Defect-engineered core-shell structured NaNbO3-based energy storage ceramics

As research on lead−free energy storage materials advances, high−performance substrates and their modification methods have been continuously explored. In NaNbO 3 –based energy storage ceramics, low polarization limits the enhancement of energy storage performance.
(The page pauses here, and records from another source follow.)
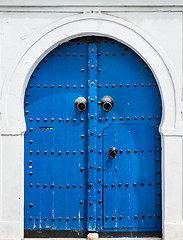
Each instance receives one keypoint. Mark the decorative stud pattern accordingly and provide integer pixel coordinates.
(64, 148)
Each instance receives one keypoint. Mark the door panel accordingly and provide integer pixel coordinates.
(56, 141)
(129, 178)
(67, 162)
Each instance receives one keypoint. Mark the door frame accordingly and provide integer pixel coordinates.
(14, 127)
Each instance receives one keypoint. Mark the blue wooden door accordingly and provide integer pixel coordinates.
(72, 179)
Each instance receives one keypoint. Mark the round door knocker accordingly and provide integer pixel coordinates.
(113, 152)
(81, 104)
(107, 103)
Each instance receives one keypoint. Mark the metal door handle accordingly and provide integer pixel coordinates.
(107, 103)
(81, 104)
(113, 152)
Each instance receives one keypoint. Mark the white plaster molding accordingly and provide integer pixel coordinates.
(83, 25)
(13, 122)
(136, 3)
This study utilized defect engineering design to prepare (1– x )NaNbO 3 - x Sr(Fe 1/3 Sb 2/3 )O 3 ceramics with core–shell structure through a Fe/Sb dual oxidation state variable element synergistic regulation strategy. The goal is to enhance Δ P and optimize E b of ceramics by adjusting the content of vacancy defects and phase structure, so that ceramics can achieving high energy storage characteristics. A W rec of 6.4 J/cm 3 and η of 80% at 645 kV/cm were achieved in NaNbO 3 –based ceramic. Additionally, based on this study, we performed a detailed analysis of the origin of high Δ P and the influence of defect structures on E b , with the aim of providing a new reference for development and research of high–performance lead–free energy storage ceramics. • Fe and Sb synergistically regulate the concentration of oxygen vacancies in the ceramics and induce the formation of core-shell structure. • The proportion of weakly coupled polar phases in ceramics is increased by phase structure regulation, thereby enhancing the relaxor behavior. • The generation mechanism of high intrinsic breakdown electric field and the origin of high polarization difference are expounded. • A high energy storage density of 6.4 J/cm 3 and an energy storage efficiency of 80 % were achieved at 645 kV/cm for 0.13SFS ceramic.